Arborescences of Covering Graphs

TL;DR

This paper explores the relationship between arborescences in covering graphs and introduces a new explicit formula for their ratio using voltage Laplacian matrices, extending classical results with novel proofs.

Contribution

It derives a new explicit formula for arborescence ratios in covering graphs using voltage Laplacian matrices and provides a novel proof of Chaiken's results.

Findings

Derived a formula relating arborescences of covering graphs to voltage Laplacian determinants.

Established a new proof of Chaiken's results via deletion-contraction.

Connected arborescences with vector fields on graphs.

Abstract

An arborescence of a directed graph $\Gamma$ is a spanning tree directed toward a particular vertex $v$. The arborescences of a graph rooted at a particular vertex may be encoded as a polynomial $A_v(\Gamma)$ representing the sum of the weights of all such arborescences. The arborescences of a graph and the arborescences of a covering graph $\tilde{\Gamma}$ are closely related.

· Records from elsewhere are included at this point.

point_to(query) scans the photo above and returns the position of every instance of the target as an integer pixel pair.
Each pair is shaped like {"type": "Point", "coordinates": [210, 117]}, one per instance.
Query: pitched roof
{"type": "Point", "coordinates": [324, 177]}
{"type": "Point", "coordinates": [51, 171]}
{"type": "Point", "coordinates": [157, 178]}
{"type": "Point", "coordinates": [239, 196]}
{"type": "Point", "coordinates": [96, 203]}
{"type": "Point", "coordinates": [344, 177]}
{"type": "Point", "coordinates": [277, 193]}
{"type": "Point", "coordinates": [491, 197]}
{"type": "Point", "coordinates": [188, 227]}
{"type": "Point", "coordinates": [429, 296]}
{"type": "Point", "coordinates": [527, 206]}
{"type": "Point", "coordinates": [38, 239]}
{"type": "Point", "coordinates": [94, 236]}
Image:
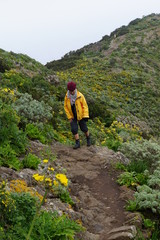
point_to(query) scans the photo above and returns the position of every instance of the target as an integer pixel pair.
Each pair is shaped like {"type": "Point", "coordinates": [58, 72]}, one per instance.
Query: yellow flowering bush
{"type": "Point", "coordinates": [55, 182]}
{"type": "Point", "coordinates": [20, 186]}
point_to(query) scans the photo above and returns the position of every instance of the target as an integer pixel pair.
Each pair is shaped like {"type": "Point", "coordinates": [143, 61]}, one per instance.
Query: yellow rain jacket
{"type": "Point", "coordinates": [80, 104]}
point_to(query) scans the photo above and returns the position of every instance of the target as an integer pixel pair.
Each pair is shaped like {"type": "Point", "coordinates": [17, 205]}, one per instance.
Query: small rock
{"type": "Point", "coordinates": [123, 233]}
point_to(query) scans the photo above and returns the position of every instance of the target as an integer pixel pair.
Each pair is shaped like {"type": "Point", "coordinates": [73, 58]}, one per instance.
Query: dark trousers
{"type": "Point", "coordinates": [82, 124]}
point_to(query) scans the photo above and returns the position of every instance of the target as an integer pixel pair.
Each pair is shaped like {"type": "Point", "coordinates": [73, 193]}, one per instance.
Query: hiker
{"type": "Point", "coordinates": [76, 109]}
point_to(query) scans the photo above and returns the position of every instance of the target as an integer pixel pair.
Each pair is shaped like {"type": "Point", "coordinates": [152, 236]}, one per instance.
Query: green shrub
{"type": "Point", "coordinates": [8, 157]}
{"type": "Point", "coordinates": [144, 153]}
{"type": "Point", "coordinates": [9, 130]}
{"type": "Point", "coordinates": [51, 226]}
{"type": "Point", "coordinates": [33, 132]}
{"type": "Point", "coordinates": [17, 211]}
{"type": "Point", "coordinates": [32, 110]}
{"type": "Point", "coordinates": [31, 161]}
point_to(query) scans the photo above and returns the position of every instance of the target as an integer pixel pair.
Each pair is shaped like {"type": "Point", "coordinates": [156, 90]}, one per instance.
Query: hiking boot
{"type": "Point", "coordinates": [77, 144]}
{"type": "Point", "coordinates": [88, 142]}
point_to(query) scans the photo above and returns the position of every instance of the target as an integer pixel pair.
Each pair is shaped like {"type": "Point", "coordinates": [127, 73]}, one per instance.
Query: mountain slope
{"type": "Point", "coordinates": [120, 73]}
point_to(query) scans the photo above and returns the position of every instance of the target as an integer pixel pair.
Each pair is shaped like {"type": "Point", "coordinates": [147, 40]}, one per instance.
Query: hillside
{"type": "Point", "coordinates": [121, 70]}
{"type": "Point", "coordinates": [39, 171]}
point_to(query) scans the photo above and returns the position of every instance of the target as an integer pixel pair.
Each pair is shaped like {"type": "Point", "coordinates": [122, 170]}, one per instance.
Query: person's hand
{"type": "Point", "coordinates": [70, 120]}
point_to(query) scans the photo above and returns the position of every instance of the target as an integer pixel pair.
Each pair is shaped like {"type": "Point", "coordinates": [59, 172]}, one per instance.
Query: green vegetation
{"type": "Point", "coordinates": [119, 76]}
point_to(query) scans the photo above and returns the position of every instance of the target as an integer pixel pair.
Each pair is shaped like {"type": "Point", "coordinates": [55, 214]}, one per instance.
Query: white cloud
{"type": "Point", "coordinates": [47, 29]}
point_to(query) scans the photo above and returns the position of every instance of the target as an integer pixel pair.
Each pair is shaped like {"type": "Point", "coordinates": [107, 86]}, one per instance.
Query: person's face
{"type": "Point", "coordinates": [72, 92]}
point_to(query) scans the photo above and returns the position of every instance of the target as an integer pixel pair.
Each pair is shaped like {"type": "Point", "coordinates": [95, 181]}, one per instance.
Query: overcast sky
{"type": "Point", "coordinates": [48, 29]}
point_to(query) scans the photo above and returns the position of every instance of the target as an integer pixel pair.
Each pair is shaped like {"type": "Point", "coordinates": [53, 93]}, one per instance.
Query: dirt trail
{"type": "Point", "coordinates": [93, 182]}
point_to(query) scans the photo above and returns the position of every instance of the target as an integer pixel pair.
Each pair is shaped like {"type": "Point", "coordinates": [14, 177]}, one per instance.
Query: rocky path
{"type": "Point", "coordinates": [101, 201]}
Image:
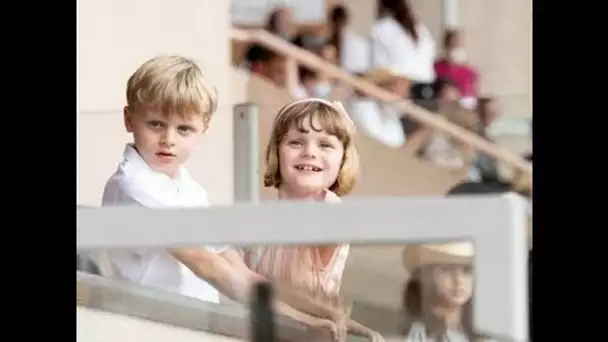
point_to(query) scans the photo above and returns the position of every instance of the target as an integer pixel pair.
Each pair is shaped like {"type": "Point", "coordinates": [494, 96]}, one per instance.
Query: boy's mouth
{"type": "Point", "coordinates": [309, 168]}
{"type": "Point", "coordinates": [165, 155]}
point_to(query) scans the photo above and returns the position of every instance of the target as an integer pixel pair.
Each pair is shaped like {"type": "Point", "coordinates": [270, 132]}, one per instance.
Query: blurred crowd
{"type": "Point", "coordinates": [400, 55]}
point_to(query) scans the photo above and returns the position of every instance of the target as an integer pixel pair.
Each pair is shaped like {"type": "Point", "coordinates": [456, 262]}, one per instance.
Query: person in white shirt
{"type": "Point", "coordinates": [403, 43]}
{"type": "Point", "coordinates": [169, 106]}
{"type": "Point", "coordinates": [381, 121]}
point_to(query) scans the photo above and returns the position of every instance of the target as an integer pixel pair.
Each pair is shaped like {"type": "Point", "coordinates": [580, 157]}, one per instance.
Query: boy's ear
{"type": "Point", "coordinates": [127, 119]}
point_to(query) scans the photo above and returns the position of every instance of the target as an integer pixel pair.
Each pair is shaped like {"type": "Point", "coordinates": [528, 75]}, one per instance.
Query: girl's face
{"type": "Point", "coordinates": [309, 160]}
{"type": "Point", "coordinates": [453, 283]}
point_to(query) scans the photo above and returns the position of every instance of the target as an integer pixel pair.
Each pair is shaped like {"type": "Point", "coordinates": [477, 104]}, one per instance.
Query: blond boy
{"type": "Point", "coordinates": [169, 107]}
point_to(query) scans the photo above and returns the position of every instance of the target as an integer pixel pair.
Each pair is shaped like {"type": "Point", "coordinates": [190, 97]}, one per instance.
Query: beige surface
{"type": "Point", "coordinates": [99, 326]}
{"type": "Point", "coordinates": [114, 38]}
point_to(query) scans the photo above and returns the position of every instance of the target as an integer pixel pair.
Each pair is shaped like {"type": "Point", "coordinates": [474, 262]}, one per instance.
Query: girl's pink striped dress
{"type": "Point", "coordinates": [301, 267]}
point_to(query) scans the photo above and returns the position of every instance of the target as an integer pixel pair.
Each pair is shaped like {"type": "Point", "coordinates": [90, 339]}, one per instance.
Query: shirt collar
{"type": "Point", "coordinates": [133, 158]}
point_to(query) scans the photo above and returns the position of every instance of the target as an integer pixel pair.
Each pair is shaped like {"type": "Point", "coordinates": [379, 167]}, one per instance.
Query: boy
{"type": "Point", "coordinates": [169, 107]}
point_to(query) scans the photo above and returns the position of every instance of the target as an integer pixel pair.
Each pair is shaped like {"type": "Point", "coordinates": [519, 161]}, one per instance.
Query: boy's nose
{"type": "Point", "coordinates": [168, 139]}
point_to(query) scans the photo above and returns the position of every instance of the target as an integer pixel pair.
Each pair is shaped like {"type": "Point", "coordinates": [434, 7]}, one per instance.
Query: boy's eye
{"type": "Point", "coordinates": [156, 124]}
{"type": "Point", "coordinates": [326, 145]}
{"type": "Point", "coordinates": [186, 129]}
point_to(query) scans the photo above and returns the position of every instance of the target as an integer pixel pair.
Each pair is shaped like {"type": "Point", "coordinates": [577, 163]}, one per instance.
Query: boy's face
{"type": "Point", "coordinates": [164, 142]}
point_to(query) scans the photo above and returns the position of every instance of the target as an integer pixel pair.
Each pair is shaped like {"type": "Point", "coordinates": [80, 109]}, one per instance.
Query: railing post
{"type": "Point", "coordinates": [449, 14]}
{"type": "Point", "coordinates": [291, 74]}
{"type": "Point", "coordinates": [246, 153]}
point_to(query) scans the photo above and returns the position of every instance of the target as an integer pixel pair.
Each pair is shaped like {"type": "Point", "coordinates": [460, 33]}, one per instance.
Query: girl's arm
{"type": "Point", "coordinates": [228, 273]}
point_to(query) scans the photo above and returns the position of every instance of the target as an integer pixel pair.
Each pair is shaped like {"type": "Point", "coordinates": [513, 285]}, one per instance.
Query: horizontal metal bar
{"type": "Point", "coordinates": [496, 224]}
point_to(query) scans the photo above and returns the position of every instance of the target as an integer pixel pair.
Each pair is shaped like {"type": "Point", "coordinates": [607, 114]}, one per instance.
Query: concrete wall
{"type": "Point", "coordinates": [114, 38]}
{"type": "Point", "coordinates": [99, 326]}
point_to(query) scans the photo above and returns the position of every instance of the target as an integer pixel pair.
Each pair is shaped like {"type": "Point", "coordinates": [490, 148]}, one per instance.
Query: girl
{"type": "Point", "coordinates": [437, 297]}
{"type": "Point", "coordinates": [311, 155]}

Using voltage graphs as means to construct arbitrary regular covers, we derive a novel explicit formula for the ratio of $A_v(\Gamma)$ to the sum of arborescences in the lift $A_{\tilde{v}}(\tilde{\Gamma})$ in terms of the determinant of Chaiken's voltage Laplacian matrix, a generalization of the Laplacian matrix. Chaiken's results on the relationship between the voltage Laplacian and vector fields on $\Gamma$ are reviewed, and we provide a new proof of Chaiken's results via a deletion-contraction argument.